- Name: Robert BLAIR
- D.O.B: 13th Mar, 1834
- D.O.A: 28th Sep, 1857
- D.O.D: 28th Mar, 1859
- Award: Victoria Cross
- Occupation at time of action: Lieutenant, 2nd Dragoon Guards (Queen’s Bays) attached 9th (Queen’s Royal) Lancers
- Book: The Complete History - Volume 1
Bulandshahr, India 28 September 1857
28 September 1857
The Indian Mutiny 1857-59
After the recapture of Delhi, Colonel E H Greathed led a force into the Gangetic Doab, the area between the two Rivers Jumna and Ganges. On 28 September 1857 Greathed confronted the forces of Nawab Walidad Khan at Bulandshahr, fifty miles south-east of Delhi. One of the British columns was engaged by the enemy at a crossroads outside the town, while the other column, with two guns under Lieutenant G Cracklow, was engaged in heavy fighting within it. Once Bulandshahr was secured, Walidad Khan’s abandoned stronghold at Malagarh, five miles away, was also taken. This was destroyed on 1 October but Lieutenant D C Home VC, sole survivor of the group of engineers who had blown up the Kashmir Gate two weeks earlier, was accidentally killed in the process. Greathed’s column then advanced south to Agra.
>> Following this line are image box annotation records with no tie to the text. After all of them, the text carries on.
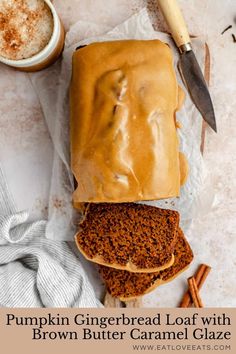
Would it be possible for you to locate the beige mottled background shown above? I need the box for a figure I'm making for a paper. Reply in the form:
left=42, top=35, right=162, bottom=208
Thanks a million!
left=0, top=0, right=236, bottom=307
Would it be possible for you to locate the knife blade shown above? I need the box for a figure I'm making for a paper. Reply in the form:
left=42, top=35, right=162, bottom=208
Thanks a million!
left=158, top=0, right=217, bottom=132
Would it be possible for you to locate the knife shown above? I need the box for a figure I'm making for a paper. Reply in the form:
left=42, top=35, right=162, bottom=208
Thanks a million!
left=158, top=0, right=217, bottom=132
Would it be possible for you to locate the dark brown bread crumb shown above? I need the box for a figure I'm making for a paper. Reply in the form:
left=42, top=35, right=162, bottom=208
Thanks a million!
left=99, top=229, right=193, bottom=299
left=76, top=203, right=179, bottom=270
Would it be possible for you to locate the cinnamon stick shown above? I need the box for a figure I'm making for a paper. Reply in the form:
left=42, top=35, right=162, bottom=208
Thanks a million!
left=188, top=277, right=203, bottom=307
left=179, top=264, right=211, bottom=307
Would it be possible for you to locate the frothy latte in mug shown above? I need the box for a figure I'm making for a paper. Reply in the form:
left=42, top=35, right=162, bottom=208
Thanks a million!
left=0, top=0, right=53, bottom=60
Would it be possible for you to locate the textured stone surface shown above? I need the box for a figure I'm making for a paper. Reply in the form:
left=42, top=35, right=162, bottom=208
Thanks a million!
left=0, top=0, right=236, bottom=307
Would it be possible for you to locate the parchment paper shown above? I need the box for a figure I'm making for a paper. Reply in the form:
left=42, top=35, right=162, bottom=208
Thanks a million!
left=31, top=9, right=214, bottom=241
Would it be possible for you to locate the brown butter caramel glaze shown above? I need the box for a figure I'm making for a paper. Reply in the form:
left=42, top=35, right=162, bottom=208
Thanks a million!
left=70, top=40, right=188, bottom=203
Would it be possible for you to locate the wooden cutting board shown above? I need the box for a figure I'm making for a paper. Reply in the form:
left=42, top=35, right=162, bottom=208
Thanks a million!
left=103, top=43, right=211, bottom=308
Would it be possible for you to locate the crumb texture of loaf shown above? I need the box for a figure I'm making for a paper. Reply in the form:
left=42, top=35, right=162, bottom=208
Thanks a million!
left=99, top=229, right=193, bottom=301
left=70, top=40, right=186, bottom=203
left=75, top=203, right=179, bottom=272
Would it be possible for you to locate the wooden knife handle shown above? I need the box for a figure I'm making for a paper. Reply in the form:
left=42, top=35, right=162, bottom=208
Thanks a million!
left=158, top=0, right=191, bottom=47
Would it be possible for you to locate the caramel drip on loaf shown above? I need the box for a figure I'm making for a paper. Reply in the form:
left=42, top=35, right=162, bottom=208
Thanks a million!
left=70, top=40, right=188, bottom=203
left=76, top=203, right=179, bottom=272
left=99, top=229, right=193, bottom=300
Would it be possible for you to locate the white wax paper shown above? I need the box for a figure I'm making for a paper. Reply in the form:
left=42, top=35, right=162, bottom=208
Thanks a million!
left=31, top=9, right=213, bottom=241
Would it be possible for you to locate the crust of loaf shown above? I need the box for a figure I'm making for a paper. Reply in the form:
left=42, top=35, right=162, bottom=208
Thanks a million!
left=75, top=234, right=175, bottom=273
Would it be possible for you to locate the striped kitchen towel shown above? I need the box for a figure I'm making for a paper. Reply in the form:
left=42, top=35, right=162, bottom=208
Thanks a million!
left=0, top=166, right=101, bottom=307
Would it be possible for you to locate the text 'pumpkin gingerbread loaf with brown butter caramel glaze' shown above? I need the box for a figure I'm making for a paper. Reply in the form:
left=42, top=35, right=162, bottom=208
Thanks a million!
left=75, top=203, right=179, bottom=272
left=70, top=40, right=187, bottom=208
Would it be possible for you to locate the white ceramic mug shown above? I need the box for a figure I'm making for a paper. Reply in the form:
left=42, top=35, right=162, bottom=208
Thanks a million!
left=0, top=0, right=65, bottom=71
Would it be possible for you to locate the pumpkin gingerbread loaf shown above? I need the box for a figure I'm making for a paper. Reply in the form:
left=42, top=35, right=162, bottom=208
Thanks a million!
left=70, top=40, right=187, bottom=208
left=75, top=203, right=179, bottom=272
left=99, top=229, right=193, bottom=301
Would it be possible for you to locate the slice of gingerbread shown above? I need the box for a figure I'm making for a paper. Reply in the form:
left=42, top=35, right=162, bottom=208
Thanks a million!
left=75, top=203, right=179, bottom=272
left=99, top=229, right=193, bottom=301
“A most gallant feat was here performed by Lieutenant Blair, who was ordered to take a party of one serjeant and twelve men and bring in a deserted ammunition waggon. As his party approached, a body of fifty or sixty of the enemy’s horse came down upon him, from a village, where they had remained unobserved: without a moment’s hestitation he formed up his men, and, regardless of the odds, gallantly led them on, dashing through the rebels. He made good his retreat without losing a man, leaving nine of them dead on the field. Of these he killed four himself; but, to my regret, after having run a native officer through the body with his sword, he was severely wounded, the joint of his shoulder being nearly severed.” Despatch from Major-General James Hope Grant, K.C.B., dated 10th January, 1858.